My husband and I went to watch it last evening. I was looking forward to it while he wasn’t sure. He is admittedly someone who gets affected by films and has, in the past, been caught wiping a tear or two from the corner of his eyes in movie theatres.

He said straight up, ‘I don’t want to cry!’ I knew what he meant but he still wanted to watch the film for what it would bring to the existing micro-discussion about acid attack survivors. He didn’t have to cry during the film. I did. But both of us were blown away by the mastery with which Meghna Gulzar deals with the subject.

The script is tight and doesn’t leave room for sogginess. Each time Malti smiles, it’s clear that the world has not nose-dived into complete despair. The lightness of the narrative balances the depth of the acid wounds and makes the film an entertaining watch. Sighs from the audience were accompanied by frequent smiles. I saw my husband smiling when Malti’s ‘silent love’ is reciprocated while she and Amol stand in a bus with the word divyang brightly painted as a background to the most romantic scene of the film.
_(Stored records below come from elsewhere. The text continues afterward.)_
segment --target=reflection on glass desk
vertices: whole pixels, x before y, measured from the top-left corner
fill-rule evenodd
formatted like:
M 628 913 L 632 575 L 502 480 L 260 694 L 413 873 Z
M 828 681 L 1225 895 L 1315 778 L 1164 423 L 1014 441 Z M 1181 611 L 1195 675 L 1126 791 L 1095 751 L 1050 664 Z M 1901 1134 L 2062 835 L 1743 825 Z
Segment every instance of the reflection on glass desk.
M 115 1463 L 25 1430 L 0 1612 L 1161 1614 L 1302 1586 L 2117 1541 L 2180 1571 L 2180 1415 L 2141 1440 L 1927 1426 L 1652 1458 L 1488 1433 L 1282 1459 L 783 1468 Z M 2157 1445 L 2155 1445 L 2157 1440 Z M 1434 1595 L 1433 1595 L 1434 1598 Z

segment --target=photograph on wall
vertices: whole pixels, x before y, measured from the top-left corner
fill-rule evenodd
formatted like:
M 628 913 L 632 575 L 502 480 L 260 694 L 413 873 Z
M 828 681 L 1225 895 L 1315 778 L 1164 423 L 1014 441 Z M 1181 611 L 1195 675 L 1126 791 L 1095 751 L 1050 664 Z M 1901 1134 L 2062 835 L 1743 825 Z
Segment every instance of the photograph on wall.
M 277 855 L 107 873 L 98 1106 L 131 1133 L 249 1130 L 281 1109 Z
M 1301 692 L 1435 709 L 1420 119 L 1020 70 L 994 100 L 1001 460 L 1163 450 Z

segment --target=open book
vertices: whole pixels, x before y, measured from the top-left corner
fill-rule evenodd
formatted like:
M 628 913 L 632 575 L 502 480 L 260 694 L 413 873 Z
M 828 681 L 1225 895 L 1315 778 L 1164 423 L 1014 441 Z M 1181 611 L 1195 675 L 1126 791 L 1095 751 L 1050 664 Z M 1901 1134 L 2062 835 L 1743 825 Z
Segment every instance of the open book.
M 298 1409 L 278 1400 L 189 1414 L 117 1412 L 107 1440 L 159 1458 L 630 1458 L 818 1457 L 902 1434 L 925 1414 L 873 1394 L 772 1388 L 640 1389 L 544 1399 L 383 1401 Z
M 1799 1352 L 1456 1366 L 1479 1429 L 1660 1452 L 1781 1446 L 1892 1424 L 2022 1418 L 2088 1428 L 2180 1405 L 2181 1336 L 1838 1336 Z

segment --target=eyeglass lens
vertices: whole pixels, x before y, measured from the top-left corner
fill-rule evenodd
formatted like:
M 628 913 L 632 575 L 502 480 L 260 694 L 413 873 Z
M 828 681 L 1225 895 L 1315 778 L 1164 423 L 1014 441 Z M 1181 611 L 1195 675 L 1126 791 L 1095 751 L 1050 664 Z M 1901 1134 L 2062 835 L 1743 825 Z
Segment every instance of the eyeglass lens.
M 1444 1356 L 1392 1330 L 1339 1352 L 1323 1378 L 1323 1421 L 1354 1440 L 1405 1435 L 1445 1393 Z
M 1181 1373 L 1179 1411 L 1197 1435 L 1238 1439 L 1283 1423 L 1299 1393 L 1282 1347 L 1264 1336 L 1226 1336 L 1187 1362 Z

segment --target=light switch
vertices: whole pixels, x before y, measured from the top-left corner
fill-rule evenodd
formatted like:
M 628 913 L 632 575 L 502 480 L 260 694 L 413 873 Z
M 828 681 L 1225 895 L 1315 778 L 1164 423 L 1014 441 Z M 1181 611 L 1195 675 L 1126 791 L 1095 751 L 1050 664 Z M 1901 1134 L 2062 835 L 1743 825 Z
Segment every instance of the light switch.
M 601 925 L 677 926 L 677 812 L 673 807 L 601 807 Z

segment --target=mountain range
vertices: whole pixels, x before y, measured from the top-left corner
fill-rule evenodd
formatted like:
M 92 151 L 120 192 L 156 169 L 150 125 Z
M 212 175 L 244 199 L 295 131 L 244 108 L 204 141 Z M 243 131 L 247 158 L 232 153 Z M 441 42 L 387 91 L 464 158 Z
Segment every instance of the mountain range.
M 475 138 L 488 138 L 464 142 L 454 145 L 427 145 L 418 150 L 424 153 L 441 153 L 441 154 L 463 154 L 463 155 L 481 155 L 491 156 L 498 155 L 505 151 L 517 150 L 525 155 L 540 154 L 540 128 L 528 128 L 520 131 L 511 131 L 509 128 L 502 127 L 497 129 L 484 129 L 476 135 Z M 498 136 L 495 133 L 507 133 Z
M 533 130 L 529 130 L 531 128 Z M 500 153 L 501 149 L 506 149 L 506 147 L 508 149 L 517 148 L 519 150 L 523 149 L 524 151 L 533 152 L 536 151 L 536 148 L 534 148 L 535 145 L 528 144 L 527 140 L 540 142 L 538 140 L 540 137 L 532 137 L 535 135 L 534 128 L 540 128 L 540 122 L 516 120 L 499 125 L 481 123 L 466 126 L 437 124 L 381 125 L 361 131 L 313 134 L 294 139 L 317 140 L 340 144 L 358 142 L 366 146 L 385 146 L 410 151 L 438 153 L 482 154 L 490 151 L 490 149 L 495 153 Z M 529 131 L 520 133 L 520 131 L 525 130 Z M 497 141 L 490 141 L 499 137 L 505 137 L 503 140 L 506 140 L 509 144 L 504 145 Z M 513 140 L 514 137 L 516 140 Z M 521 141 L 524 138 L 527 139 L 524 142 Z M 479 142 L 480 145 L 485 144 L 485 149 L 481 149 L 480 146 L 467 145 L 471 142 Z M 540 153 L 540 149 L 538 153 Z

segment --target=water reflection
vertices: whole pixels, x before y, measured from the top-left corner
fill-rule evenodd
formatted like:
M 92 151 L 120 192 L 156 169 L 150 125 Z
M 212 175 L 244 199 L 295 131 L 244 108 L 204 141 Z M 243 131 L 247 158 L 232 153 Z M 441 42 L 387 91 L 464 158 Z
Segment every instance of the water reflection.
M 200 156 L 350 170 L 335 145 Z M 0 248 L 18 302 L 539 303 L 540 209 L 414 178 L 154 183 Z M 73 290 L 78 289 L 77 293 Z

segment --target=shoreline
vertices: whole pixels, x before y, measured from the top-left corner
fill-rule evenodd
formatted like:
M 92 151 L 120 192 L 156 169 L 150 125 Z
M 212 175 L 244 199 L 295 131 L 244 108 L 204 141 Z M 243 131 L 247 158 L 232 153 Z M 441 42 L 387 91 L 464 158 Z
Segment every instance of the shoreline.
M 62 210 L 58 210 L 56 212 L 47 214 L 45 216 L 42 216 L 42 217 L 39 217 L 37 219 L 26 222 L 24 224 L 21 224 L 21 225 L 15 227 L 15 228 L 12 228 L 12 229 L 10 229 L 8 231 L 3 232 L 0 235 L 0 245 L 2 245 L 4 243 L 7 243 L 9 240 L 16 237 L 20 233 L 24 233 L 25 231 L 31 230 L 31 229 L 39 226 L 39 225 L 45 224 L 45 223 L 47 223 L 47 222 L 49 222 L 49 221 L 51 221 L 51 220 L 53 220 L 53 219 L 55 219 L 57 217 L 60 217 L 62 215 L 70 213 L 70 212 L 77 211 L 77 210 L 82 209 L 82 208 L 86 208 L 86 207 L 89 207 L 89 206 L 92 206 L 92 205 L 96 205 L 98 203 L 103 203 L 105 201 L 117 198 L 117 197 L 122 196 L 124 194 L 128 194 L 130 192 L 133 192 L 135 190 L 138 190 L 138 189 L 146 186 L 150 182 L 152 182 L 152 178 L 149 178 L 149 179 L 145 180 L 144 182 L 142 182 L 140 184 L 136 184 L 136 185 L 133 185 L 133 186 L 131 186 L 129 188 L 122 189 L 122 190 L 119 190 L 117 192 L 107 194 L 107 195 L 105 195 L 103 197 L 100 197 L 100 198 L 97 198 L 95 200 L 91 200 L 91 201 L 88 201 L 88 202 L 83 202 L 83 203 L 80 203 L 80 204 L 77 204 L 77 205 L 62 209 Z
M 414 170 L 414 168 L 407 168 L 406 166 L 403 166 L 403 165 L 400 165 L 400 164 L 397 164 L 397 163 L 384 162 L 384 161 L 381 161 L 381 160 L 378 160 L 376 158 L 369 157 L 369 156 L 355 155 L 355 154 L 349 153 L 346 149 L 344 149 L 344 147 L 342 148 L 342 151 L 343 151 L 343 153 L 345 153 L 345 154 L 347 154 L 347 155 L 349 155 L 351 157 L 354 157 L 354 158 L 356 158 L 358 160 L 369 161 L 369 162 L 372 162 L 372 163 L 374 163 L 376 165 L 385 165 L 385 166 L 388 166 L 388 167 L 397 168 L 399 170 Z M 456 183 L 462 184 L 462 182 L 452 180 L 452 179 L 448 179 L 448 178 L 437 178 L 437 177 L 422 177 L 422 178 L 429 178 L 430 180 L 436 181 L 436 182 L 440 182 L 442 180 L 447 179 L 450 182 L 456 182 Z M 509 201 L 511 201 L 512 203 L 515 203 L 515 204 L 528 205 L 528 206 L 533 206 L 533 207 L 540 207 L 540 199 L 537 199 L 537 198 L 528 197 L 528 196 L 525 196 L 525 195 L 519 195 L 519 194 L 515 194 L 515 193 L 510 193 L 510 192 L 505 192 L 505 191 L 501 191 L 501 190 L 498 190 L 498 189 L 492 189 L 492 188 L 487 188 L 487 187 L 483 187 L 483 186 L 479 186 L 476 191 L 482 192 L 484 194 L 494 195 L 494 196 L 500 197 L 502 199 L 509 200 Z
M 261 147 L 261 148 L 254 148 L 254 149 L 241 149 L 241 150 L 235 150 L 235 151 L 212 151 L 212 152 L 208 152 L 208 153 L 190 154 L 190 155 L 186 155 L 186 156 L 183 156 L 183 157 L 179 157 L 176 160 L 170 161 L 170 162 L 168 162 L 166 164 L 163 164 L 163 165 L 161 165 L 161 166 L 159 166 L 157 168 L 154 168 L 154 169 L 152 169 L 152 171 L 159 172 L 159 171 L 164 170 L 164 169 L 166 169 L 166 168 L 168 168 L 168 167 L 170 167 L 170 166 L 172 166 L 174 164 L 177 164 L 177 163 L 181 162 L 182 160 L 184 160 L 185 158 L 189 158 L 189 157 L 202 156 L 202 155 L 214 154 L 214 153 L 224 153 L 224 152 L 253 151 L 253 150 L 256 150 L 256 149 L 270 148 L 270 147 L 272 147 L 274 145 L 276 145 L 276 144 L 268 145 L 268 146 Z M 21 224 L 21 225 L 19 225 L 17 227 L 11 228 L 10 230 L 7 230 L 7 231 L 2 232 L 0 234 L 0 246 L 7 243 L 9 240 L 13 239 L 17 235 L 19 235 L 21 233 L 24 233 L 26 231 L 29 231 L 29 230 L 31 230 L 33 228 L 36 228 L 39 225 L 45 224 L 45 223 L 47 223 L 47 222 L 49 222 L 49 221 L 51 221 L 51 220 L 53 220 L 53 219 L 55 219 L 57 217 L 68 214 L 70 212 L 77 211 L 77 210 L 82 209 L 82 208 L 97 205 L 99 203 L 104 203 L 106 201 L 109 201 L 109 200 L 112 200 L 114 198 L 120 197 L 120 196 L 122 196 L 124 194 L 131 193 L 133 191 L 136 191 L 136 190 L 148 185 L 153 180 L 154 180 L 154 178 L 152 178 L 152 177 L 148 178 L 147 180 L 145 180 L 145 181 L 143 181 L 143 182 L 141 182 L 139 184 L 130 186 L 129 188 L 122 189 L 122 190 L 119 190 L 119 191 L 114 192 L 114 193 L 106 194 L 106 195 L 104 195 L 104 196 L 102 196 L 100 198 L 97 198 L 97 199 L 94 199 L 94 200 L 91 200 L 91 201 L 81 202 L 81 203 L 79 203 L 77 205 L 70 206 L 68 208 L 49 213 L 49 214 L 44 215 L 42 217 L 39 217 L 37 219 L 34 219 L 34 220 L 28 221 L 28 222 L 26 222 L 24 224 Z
Although for me, the film was about multi-layered inequality that plagues our society. It is this inequality which youngsters are trying to battle by their nation-wide protests. There are gaps in our society which are highlighted subtly in the film.

The obvious one is the inequality which physically scarred girls face in a society which favours only “fair and lovely” people. There is another one which lies at the base of an acid attack: girls who are trying to do away with whatever inequality they find themselves in. Those trying to improve their life by getting better education or by simply being themselves in a world which doesn’t want women to express themselves at all.

These women and girls are shown their place by throwing acid on their life and dreams. The film also talks about class and caste inequalities in the case where a so-called lower caste girl is given the acid treatment when she tries to study software engineering. It seems as if the society wants to preserve a difference in the level of happiness which some people ‘can’ feel. Women who try to be happy by stepping out, by studying further, by getting a job, by spreading their wings in any way whatsoever, have been given the acid attack treatment as a means to burn their wings. But the film doesn’t harp long on this reality and moves on with its head held high. The only time where Malti’s tears shook my heart was in the end when the final verdict is meted out: two simple tears from the corner of her left eye were enough to establish the craftsmanship of the director.

But my favourite part is the difference between the expressions of joy of Malti and Amol. While Amol has the typical ‘intellectual’, pensive take on life, Malti is uninhibited in spreading her crooked dimpled smile. The famous line where she says, ‘Ab khush hu toh kya karu?’ is a testimony of the human spirit. Why mustn’t we celebrate the small mercies which life shows not infrequently? Chhapaak, true to its name, splashed us with a refreshing take on a dark issue. The over-thinkers like me and the let-goers like my husband have pleasant takeaways from the film.

(Pratishtha Singh is the author of Voter Mata Ki Jai and an office-bearer of Mahila Congress. Views expressed here are the author’s own.)